God who was the father of Adam, who was the father of Seth, who was the father of Enos, who was the father of Cainan, who was the father of Mahalalel, who was the father of Jared, who was the father of Enoch, who was the father of Methuselah, who was the father of Lamech, who was the father of Noah, who was the father of Shem, who was the father of Arpachshad, who was the father of Cainan, who was the father of Shelah, who was the father of Eder, who was the father of Peleg, who was the father of Reu, who was the father of Serug, who was the father of Nahor, who was the father of Terah, who was the father of Abraham.
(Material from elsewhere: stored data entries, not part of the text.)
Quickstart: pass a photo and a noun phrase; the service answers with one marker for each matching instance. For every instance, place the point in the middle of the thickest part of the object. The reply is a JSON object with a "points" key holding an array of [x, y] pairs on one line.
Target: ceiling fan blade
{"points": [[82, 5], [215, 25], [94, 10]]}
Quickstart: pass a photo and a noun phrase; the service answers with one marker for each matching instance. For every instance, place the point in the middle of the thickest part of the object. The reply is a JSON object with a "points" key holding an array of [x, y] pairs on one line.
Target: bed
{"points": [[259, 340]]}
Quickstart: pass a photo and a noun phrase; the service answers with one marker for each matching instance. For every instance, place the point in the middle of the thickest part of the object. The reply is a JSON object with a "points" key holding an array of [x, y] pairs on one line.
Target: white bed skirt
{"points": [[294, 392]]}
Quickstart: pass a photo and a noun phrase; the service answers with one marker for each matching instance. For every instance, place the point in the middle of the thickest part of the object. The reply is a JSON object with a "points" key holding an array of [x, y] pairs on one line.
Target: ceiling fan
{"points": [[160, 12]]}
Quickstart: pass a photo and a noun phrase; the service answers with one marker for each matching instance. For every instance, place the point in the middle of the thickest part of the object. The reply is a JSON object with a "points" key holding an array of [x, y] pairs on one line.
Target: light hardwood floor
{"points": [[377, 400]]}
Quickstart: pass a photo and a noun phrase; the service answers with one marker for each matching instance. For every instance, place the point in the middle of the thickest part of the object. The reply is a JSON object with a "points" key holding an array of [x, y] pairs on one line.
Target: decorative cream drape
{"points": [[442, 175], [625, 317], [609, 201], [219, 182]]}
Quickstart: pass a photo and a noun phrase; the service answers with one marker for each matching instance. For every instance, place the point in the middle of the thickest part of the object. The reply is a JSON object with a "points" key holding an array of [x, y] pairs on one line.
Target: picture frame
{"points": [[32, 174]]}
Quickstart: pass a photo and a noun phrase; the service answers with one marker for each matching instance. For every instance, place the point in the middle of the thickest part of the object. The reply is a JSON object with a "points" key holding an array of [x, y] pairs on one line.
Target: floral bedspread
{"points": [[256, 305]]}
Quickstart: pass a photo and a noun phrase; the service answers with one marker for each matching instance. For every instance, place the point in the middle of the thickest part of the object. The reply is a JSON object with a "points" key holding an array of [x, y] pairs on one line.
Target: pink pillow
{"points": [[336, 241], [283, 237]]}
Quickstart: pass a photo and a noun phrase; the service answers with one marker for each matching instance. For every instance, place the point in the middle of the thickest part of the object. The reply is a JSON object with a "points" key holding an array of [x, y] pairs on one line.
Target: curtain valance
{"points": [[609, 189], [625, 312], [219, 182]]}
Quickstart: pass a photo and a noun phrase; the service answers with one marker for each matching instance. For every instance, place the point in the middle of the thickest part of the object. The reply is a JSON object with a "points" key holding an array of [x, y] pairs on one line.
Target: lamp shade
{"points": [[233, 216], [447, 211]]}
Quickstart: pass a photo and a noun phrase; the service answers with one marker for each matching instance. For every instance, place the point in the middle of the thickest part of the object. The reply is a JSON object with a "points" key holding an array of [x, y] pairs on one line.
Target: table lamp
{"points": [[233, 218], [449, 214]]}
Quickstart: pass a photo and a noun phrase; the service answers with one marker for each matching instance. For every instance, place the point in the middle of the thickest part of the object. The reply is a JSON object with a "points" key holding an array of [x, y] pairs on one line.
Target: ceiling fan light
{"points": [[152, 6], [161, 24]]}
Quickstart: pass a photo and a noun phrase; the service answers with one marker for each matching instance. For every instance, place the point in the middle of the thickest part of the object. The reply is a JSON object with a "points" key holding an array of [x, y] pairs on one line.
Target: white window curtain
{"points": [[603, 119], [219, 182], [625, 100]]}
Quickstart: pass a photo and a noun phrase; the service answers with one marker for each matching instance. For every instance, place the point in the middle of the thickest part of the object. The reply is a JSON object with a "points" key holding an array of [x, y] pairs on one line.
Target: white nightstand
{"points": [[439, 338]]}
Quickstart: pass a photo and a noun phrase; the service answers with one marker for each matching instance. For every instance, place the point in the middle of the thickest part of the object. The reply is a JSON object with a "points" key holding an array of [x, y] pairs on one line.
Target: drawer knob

Abraham begot Isaac; and Isaac begot Jacob; and Jacob begot Judah and his brethren; and Judah begot Perez and Zerah of Tamar; and Perez begot Hezron; and Hezron begot Ram; and Ram begot Ammin'adab; and Amminadab begot Nahshon; and Nahshon begot Salmon; and Salmon begot Boaz of Rahab; and Boaz begot Obed of Ruth; and Obed begot Jesse; and Jesse begot David, the king; and David, the king, begot Solomon of her that had been the wife of Uriah; and Solomon begot Rehoboam; and Rehoboam begot Abijah; and Abijah begot Asa; and Asa begot Jehoshaphat; and Jehoshaphat begot Joram; and Joram begot Uzziah; and Uzziah begot Jotham; and Jotham begot Ahaz; and Ahaz begot Hezekiah; and Hezekiah begot Manasseh; and Manasseh begot Amon; and Amon begot Josiah; and Josiah begot Jeconiah and his brethren, about the time they were carried away to Babylon and after they were brought to Babylon, Jeconiah begot Shealtiel; and Shealtiel begot Zerubbabel; and Zerubbabel begot Abiud; and Abiud begot Eliakim; and Eliakim begot Azor; and Azor begot Sadoc; and Sadoc begot Achim; and Achim begot Eliud; and Eliud begot Eleazar and Eleazar begot Matthan; and Matthan begot Jacob; and Jacob begot Joseph, the husband of Mary, of whom was born Jesus, who is called Christ.

Jesus being the son of Joseph, [the husband of Mary, who was the daughter of] Heli, who was the son of Matthat, who was the son of Levi, who was the son of Melchi, who was the son of Jannai, who was the son of Joseph, who was the son of Mattathias, who was the son of Amos, who was the son of Nahum, who was the son of Esli, who was the son of Naggai, who was the son of Maath, who was the son of Mattathias, who was the son of Semein, who was the son of Josech, who was the son of Joda, who was the son of Joanan, who was the son of Rhesa, who was the son of Zerubbabel, who was the son of Shealtie, who was the son of Neri, who was the son of Melchi, who was the son of Addi, who was the son of Cosam, who was the son of Elmadam, who was the son or Er, who was the son of Joshua, who was the son of Eliezer, who was the son of Jorim, who was the son of Matthat, who was the son of Levi, who was the son of Simeon, who was the son of Judas, who was the son of Joseph, who was the son of Jonam, who was the son of Eliakim, who was the son of Melea, who was the son of Menna, who was the son of Mattatha, who was the son of David, the king.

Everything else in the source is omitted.